If you’re considering a future in pharmaceutical regulatory affairs, you’ll want to stay on top of the latest regulatory changes affecting the pharmaceutical industry. One of the biggest such changes currently underway is Health Canada’s Action Plan on Medical Devices. This action plan is a set of reforms governing the safety, quality, and effectiveness of medical devices used and sold in Canada.
The reforms are being rolled out this year and they include some significant shifts in how medical devices are approved and how incidents involving such devices are reported. Let’s take a look at a few of the most important items in the action plan.

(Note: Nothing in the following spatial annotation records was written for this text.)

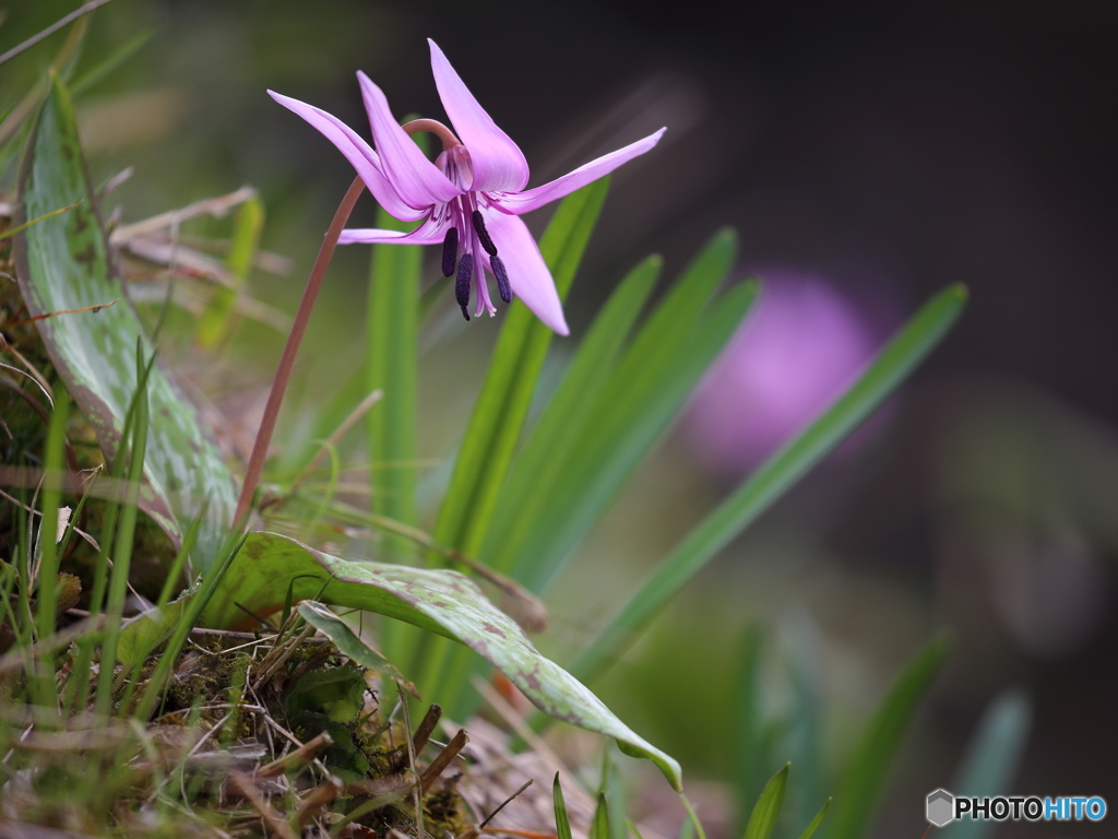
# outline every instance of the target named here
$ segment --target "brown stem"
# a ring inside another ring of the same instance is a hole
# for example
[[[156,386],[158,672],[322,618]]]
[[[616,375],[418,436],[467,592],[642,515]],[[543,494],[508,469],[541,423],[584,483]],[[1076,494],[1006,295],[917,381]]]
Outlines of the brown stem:
[[[243,528],[248,520],[248,508],[253,502],[253,494],[256,492],[256,484],[260,481],[260,472],[264,471],[264,459],[267,456],[268,445],[272,443],[272,432],[276,427],[276,417],[280,416],[280,406],[283,404],[283,396],[287,392],[287,383],[291,380],[291,371],[295,367],[295,356],[299,355],[299,345],[303,342],[303,334],[306,332],[306,324],[311,320],[311,310],[314,309],[314,301],[319,296],[322,287],[322,280],[326,275],[326,267],[330,258],[334,255],[334,247],[338,245],[338,237],[342,235],[342,228],[349,220],[353,205],[361,197],[364,190],[364,181],[356,178],[350,186],[342,202],[338,205],[334,213],[334,220],[330,223],[326,236],[319,248],[319,256],[311,268],[311,276],[306,281],[306,291],[303,292],[303,300],[300,301],[299,311],[295,313],[295,322],[291,327],[291,334],[287,336],[287,345],[283,348],[280,357],[280,369],[276,370],[275,378],[272,379],[272,393],[268,394],[268,403],[264,406],[264,418],[260,421],[260,428],[256,432],[256,441],[253,443],[253,453],[248,458],[248,469],[245,471],[245,483],[240,488],[240,498],[237,501],[237,515],[234,522],[237,529]]]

Students in Drug Regulatory Affairs Training Should Know About New Reporting Requirements
Hospitals in Canada will now be required to report incidents involving medical devices to Health Canada. Previously, only medical device manufacturers and importers were required to report such incidents, which Health Canada says has led to underreporting of medical device problems in Canada. That has meant that devices that have been banned in other countries have occasionally been available for years afterwards in Canada because of a lack of reporting about their potential problems.
Health Canada is also aiming to increase reporting on medical device incidents from health care facilities outside of hospitals, such as long-term care facilities and private clinics. While reports from non-hospital health care facilities will be voluntary at first, the health agency says they may become mandatory if reporting from them doesn’t increase.
Manufacturers also face new reporting requirements, which you should be aware of it you pursue employment with a medical device manufacturer after your pharmaceutical regulatory affairs diploma. In accordance with the action plan, manufacturers must now report to Health Canada within 72 hours if a foreign regulator finds an implant poses a serious health risk.
Health Canada Will Increase Regulatory Site Inspections in Canada and Abroad
As you’ll learn in drug regulatory affairs courses, good manufacturing practices (GMP) are an essential element of ensuring that drugs and medical devices are manufactured according to rigorous safety regulations. To ensure that manufacturers are following those regulations, Health Canada says it will be stepping up its inspection and validation programs for facilities and companies that manufacture, import, or distribute medical devices. The agency will increase the number of on-site inspections it conducts by hiring an additional 8 inspectors and 2 investigational analysts by March 2019. Beginning in April 2019, Health Canada will also increase its foreign site inspections from 80 to 95.
More Regulatory Evidence Supporting Medical Devices Will Be Made Public
Access to information concerning medical devices will also increase substantially. Health Canada says that both patients and doctors will have increased access to the evidence and clinical information that help get medical devices approved for public use. Such data was previously only made available through Access to Information requests. Greater access to that data, the health agency contends, will allow for more independent analysis of the approval process for medical devices and allow Canadians to make more informed health care choices.